榎戸誠の情熱的読書のすすめ -3つの読書論・ことばのオアシス・国語力常識クイズ(一問一答!)-

世の中に人の来るこそうるさけれ とは云うもののお前ではなし・・・【ことばのオアシス(番外扁その2)】

【amazon 『まあだかい』 カスタマーレビュー 2013年8月5日】 ことばのオアシス(番外扁その2)

世の中に人の来るこそうるさけれ
とは云うもののお前ではなし
世の中に人が来るこそうれしけれ
とは云うもののお前ではなし

――内田百閒

内田百閒(ひゃっけん)の狂歌。
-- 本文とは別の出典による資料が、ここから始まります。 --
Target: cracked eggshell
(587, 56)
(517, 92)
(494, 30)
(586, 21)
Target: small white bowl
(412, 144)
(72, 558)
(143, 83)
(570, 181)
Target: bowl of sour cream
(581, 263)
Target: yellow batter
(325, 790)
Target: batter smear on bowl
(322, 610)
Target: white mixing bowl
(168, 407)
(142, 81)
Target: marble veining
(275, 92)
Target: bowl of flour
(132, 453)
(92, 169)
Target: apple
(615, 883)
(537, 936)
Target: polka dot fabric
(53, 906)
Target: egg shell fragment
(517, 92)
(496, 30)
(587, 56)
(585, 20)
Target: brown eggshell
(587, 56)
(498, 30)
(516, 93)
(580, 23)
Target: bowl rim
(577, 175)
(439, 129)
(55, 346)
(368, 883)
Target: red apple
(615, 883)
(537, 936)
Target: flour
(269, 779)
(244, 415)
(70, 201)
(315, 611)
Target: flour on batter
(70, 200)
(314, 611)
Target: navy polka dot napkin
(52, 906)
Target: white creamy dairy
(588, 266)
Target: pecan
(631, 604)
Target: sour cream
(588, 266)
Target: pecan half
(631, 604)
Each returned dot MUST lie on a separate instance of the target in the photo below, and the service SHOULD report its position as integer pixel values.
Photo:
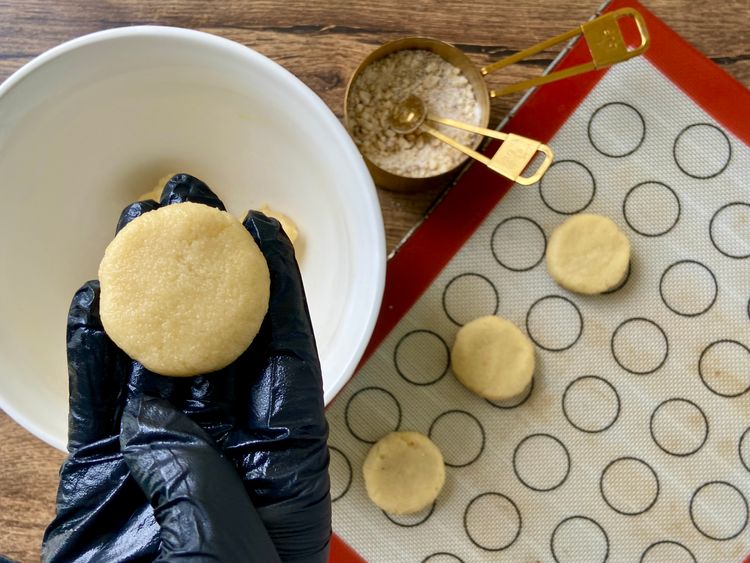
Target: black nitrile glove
(228, 460)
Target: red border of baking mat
(442, 234)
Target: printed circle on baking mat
(591, 404)
(679, 427)
(724, 367)
(688, 288)
(568, 187)
(469, 296)
(719, 510)
(371, 413)
(554, 323)
(541, 462)
(729, 230)
(667, 551)
(340, 470)
(629, 486)
(514, 401)
(579, 539)
(518, 244)
(442, 557)
(639, 346)
(616, 129)
(421, 357)
(622, 284)
(492, 521)
(744, 449)
(411, 520)
(651, 208)
(459, 436)
(702, 151)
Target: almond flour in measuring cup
(445, 91)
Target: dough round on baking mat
(184, 289)
(588, 254)
(493, 358)
(404, 472)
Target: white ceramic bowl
(91, 124)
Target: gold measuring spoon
(603, 36)
(510, 160)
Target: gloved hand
(234, 463)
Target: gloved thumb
(198, 498)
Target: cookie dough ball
(493, 358)
(289, 226)
(184, 289)
(404, 472)
(588, 254)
第一首は蜀山人(大田南畝)の狂歌で、第二首は百閒が第一首をもじったものである。百閒の家には来客が多いため、「玄関口の柱にこの歌を貼りつけておいた。本当に人が来るのがうるさい」と『まあだかい』(ちくま文庫)の中で述べているが、いかにも臍曲がりなくせに寂しがり屋の百閒らしい。因みに、「まあだかい」という書名は、百閒の教え子たちが百閒の還暦の翌年から十数年に亘り続けた誕生日会「摩阿陀会」に由来している。